In the article about QA Distiller, I spent a significant amount of time explaining the issues we have with checking terminology. Right now, we are running two QA sessions each time because of the Whole words only option. The first one (without the Whole words only option) is checking against a project glossary with specific terms. It doesn’t generate too many false positives so the Whole words only option is unnecessary. The second one (with the Whole words only option) is checking against a glossary of high-risk general words. This one, however, needs the Whole words only option badly since doing otherwise is a suicide in terms of the false positive rate (e.g. “east” also finds “at least” and “Easter”)).
Closely associated with this issue is the management burden of having to enter all the original word forms into the glossary of high-risk general words. Or else they won’t be checked at all.
This whole article is about a very useful option in Verifika called Whole words shorter than, which, among other things, has the potential to solve these problems to a certain degree. It forces the program to process the words shorter than the specified character limit as whole words. Here is an example from an English to Russian translation:
I have two words in glossary:
HR управление персоналом
If I run a check without the Whole words only option, “HR” will likely generate a few false positives, e.g. “through.” This means I want to check “HR” only as a whole word.
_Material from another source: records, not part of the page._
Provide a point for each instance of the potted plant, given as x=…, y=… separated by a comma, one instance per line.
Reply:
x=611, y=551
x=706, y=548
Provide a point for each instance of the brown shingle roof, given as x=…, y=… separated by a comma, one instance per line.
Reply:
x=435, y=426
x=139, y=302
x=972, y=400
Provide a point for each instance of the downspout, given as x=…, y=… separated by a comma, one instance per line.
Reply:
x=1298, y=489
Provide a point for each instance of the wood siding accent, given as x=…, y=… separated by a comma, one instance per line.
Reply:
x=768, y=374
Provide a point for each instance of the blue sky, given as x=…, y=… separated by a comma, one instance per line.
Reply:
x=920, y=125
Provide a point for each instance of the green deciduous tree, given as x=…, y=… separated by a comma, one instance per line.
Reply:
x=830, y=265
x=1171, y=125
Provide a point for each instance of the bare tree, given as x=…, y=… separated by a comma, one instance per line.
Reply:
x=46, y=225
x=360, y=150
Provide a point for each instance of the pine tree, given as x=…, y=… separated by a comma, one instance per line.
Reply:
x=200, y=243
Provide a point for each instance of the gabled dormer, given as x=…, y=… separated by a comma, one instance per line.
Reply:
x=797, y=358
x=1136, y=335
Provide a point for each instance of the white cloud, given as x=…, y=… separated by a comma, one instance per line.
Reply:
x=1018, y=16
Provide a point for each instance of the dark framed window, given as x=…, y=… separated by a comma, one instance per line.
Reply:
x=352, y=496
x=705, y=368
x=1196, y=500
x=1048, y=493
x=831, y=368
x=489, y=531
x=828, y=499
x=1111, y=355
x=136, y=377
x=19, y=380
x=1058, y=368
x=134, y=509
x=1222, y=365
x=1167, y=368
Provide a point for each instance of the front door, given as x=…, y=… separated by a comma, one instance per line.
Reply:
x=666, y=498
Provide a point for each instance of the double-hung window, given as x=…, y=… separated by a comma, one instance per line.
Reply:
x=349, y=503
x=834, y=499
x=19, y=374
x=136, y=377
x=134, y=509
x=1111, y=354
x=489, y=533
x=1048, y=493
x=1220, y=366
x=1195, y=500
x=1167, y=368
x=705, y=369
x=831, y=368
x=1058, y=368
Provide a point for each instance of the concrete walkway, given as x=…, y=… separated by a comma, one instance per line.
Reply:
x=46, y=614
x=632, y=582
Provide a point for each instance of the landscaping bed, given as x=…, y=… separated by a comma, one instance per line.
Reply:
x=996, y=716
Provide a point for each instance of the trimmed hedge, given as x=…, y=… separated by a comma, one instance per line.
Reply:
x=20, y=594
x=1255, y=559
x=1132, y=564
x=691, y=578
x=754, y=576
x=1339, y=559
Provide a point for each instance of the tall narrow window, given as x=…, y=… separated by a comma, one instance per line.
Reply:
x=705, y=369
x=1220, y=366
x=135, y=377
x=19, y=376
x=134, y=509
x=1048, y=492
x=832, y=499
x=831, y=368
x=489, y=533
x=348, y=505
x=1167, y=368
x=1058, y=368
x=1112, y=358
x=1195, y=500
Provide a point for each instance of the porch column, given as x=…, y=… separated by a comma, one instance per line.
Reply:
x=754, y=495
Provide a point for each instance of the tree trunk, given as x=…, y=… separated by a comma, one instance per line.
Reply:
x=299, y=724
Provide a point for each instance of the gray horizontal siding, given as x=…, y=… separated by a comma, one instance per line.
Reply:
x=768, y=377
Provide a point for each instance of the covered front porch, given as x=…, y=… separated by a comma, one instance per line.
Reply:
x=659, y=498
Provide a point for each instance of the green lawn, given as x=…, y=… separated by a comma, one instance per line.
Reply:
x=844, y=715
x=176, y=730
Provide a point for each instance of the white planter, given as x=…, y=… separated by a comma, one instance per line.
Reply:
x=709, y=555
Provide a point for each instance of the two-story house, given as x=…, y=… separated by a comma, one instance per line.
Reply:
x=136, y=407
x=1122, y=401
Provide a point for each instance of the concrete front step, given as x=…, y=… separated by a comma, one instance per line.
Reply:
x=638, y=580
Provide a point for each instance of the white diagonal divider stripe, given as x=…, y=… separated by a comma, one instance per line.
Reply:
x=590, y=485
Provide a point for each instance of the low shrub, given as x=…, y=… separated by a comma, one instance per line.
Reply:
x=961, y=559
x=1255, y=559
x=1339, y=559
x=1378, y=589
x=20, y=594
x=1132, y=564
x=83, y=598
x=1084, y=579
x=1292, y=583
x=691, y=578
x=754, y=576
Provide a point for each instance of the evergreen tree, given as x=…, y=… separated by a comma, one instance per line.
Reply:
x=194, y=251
But if I check with the Whole words only option, there’s a huge catch. “Benefit” will not match “benefits.” If I want to check the whole words only and still be able to check all the word forms of “benefit,” I need to add “benefits” as a separate term to the glossary. The glossary becomes more difficult to manage as a result. But this is the price we currently pay for using the Whole words only option.
The first benefit
The first benefit associated with this Whole words shorter than function in Verifika is that it reduces the glossary management burden. It allows me to use the Whole words only option without entering all the different original word forms for the longer terms, which represent a low risk of a false positive result and can therefore be checked not as whole words. It’s only with the shorter terms (up to the character limit specified) that I need to add all the different word forms. Even though Verifika doesn’t eliminate the problem fully since the shorter terms may still account for a significant portion of a glossary, I think this option is a huge break.
The second benefit
The second benefit is a possibility—although a remote one—to arrange checking against the two glossaries in a single session rather instead of two. Let’s imagine that I’m running a check against both glossaries with the Whole words shorter than 5 characters option. Because Verifika is able to treat the words below the 5 character limit as whole words, the false positive rate drops significantly, making checking for the high-risk general words bearable (not as easy as with the Whole words only option, of course, but still bearable). At the same time, I’m able to check against the glossary of specific terms almost with the same results as I normally get without the Whole words only option. I say almost because—and this is where the catch is—if I forget to add some of the original word forms of a term that falls below the character limit, Verifika will ignore those word forms. And those things that it ignores might be errors. This means that to run QA in a single session, we first need to add all those original word forms to the glossaries with the actual terms. But we don’t currently add the word forms to those glossaries. And I believe they don’t belong there.
The ideal solution
The ideal solution would, of course, be loading two glossaries and telling Verifika that one requires the Whole words only option and the other one doesn’t. Even though the Whole words shorter than option does have some value in this respect, it doesn’t seem the right solution for us. It’s a big step towards a more effective checking for us anyway, at least because it gives us more choices for optimizing the QA sessions. Bottom line: time savings and potential for coming up with a better way of checking against the glossaries.
Thank you reading this post and stay tuned for the next article in this series that compares QAD with Verifika.
So how are you checking the translations against a glossary of specific terms? If you also check against a glossary of high-risk general words, how do you marry the two checks?